Ocurre así en obras como la prodigiosa Jonathan Strange y el señor Norrell, de Susanna Clarke, o Las luminarias, de Eleanor Catton, tan cercana a la primera en intención mágica y totalitaria –ambas son novelas totales, esto es, novelas que describen un mundo alternativo en toda su extensión–, que podría considerarse su descendiente más directa. Dickensiana y asombrosamente exuberantes ambas, la diferencia entre ellas, se diría, es que la llegada de la primera a la pequeña pantalla tuvo algo más en cuenta el espíritu de la obra, lo único que puede adaptarse cuando se tiene delante algo tan grande. Porque aunque cuente entre sus filas con la mismísima Eleanor Catton –que ya se había probado como guionista adaptando Emma, de Jane Austen–, la producción de Las luminarias que HBO estrena esta semana no es solo que no sea fiel al espíritu de la novela, sino que simplifica su complejo y soberbiamente literario –o, por qué no, culto– universo, rebajándolo a producto de consumo insulso y, por momentos, confuso, que elimina cualquier tipo de misticismo alrededor de los personajes, que, en la historia original, es, desde el majestuoso inicio, su principal atractivo.
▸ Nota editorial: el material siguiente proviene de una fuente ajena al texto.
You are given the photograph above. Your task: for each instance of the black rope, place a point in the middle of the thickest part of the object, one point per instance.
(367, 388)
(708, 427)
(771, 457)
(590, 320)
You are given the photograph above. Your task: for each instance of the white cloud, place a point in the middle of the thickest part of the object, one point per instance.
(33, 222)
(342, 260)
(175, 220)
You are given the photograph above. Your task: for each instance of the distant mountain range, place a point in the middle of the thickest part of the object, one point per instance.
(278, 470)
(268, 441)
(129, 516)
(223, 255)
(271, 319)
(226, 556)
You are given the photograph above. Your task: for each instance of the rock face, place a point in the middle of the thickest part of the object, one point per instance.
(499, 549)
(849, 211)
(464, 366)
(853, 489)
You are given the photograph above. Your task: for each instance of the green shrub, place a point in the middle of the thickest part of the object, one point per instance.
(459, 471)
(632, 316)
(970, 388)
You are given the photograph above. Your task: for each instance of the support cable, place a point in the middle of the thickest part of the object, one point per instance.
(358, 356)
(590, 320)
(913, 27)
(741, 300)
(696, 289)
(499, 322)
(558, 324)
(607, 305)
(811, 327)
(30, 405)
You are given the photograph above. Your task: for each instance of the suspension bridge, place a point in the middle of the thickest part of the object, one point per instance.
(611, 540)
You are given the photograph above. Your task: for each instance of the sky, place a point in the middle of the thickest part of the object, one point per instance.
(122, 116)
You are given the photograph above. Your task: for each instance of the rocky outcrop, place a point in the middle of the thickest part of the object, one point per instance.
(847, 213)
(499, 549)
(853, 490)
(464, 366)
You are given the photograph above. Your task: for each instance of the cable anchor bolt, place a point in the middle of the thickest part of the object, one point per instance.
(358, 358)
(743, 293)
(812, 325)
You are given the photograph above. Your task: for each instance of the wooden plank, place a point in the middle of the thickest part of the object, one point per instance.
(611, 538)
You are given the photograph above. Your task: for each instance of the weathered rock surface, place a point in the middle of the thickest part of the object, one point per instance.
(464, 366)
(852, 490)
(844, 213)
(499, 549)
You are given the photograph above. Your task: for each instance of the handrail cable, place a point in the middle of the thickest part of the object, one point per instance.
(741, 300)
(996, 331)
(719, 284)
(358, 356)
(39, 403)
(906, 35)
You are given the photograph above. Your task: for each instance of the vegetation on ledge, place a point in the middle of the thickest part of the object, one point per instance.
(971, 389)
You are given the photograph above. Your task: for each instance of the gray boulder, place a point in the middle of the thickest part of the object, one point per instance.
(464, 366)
Catton (Londres, Ontario, 35 años) se convirtió en 2013 en la autora más joven en ganar el Man Booker –tenía apenas 28 años– y Las luminarias, que en España publicó Siruela, en la novela más larga que lo había hecho nunca –832 páginas–. El presidente del jurado, Robert McFarlane, aseguró en su momento que se trataba de un trabajo “deslumbrante”, una obra “inmensa y luminosa”. Catton, que se mudó con sus padres a Nueva Zelanda a los 6 años –su padre era neozelandés–, se enamoró a los 14 de la Costa Oeste del país tras un viaje de turismo interior que hizo con su progenitor. Fue entonces que se interesó por la nada conocida Fiebre del Oro que tuvo lugar en ese punto de las antípodas en la década de 1860.
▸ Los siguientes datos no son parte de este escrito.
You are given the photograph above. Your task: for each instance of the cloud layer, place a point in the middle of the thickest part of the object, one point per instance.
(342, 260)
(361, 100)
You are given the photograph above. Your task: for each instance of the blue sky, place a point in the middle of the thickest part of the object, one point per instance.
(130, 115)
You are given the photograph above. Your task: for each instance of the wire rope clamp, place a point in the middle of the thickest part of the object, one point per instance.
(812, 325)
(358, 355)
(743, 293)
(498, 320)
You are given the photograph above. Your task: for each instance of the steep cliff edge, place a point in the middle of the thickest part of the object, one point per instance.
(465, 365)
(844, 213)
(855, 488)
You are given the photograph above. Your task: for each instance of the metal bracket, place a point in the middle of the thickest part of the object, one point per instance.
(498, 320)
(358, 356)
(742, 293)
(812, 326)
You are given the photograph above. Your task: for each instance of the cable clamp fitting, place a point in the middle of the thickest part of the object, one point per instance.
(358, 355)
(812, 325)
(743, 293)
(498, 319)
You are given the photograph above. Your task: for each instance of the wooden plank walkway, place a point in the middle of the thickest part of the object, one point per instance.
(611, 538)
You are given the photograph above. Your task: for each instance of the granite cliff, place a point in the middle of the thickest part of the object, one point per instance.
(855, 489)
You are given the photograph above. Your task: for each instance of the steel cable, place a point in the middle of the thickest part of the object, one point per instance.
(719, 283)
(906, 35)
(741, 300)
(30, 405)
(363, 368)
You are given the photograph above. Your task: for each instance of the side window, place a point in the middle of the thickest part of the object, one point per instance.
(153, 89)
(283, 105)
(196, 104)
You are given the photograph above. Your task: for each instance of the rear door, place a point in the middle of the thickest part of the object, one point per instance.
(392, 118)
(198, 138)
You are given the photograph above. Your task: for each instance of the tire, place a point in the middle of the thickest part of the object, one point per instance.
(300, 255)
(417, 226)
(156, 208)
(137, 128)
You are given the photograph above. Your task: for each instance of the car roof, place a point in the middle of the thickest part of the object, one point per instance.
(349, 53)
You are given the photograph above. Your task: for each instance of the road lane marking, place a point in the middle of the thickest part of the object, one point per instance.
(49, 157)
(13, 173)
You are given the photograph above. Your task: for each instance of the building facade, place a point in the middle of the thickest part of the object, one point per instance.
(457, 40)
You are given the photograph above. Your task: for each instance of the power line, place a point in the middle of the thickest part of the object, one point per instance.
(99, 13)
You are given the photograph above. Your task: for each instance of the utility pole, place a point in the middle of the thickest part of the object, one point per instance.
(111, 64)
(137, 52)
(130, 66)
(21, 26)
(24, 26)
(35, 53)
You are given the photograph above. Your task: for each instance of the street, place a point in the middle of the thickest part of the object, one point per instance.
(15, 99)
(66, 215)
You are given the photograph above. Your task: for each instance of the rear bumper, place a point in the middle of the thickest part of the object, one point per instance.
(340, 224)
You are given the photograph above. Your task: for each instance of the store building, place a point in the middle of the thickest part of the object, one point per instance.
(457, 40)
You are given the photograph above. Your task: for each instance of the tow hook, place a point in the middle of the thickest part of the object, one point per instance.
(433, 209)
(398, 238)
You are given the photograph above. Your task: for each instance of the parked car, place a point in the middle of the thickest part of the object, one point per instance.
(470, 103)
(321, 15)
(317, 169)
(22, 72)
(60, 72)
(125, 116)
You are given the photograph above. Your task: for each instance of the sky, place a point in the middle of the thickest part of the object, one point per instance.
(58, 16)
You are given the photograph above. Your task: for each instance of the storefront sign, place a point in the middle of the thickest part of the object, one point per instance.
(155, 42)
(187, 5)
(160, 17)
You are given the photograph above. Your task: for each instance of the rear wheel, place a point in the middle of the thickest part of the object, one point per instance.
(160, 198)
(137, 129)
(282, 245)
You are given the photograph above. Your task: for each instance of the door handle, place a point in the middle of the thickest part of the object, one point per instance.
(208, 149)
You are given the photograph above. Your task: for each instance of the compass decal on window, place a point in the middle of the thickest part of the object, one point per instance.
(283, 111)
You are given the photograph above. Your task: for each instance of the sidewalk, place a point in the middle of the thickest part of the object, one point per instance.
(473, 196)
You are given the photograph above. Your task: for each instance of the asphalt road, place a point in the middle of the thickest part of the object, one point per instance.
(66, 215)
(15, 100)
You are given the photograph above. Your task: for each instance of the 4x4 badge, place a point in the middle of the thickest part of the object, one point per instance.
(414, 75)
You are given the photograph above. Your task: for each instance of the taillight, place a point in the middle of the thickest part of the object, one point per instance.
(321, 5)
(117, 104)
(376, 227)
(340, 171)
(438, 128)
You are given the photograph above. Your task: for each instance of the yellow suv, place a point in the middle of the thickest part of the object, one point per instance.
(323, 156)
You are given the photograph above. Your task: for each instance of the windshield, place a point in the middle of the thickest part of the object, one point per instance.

Fue en aquel momento, ha explicado después, cuando empezó a gestarse algo parecido a una historia en su cabeza, pero no sería hasta mucho más tarde –Las luminarias es su segunda novela– cuando se puso manos a la obra. Cuando lo hiciera, lo haría con la determinación y el espíritu digresivo de un Julio Verne que hubiese leído más de la cuenta a Thomas Pynchon, o bien una Susanna Clarke en la que el asunto de la magia hubiese sido sustituido por la obsesión por el oro, y mantuviese intacta la pormenorización dickensiana de ambientes y, sobre todo, personajes. Porque es precisamente en la construcción (sublime) de personajes donde Catton, desde la publicación de Las luminarias tan valiosa para el país que fue nombrada miembro de la Orden del Mérito de Nueva Zelanda, brilla. Walter Moody, el extraño que irrumpe en la asamblea de los tipos más poderosos del lugar –convocada en la mítica sala de fumadores del hotel Crown, y mítica solo porque todo lo que toca la prosa de Catton adquiere ese carácter, la sensación de que ha existido siempre y que lo ha hecho al margen de lo real–, es la punta del iceberg de la constelación de luminarias.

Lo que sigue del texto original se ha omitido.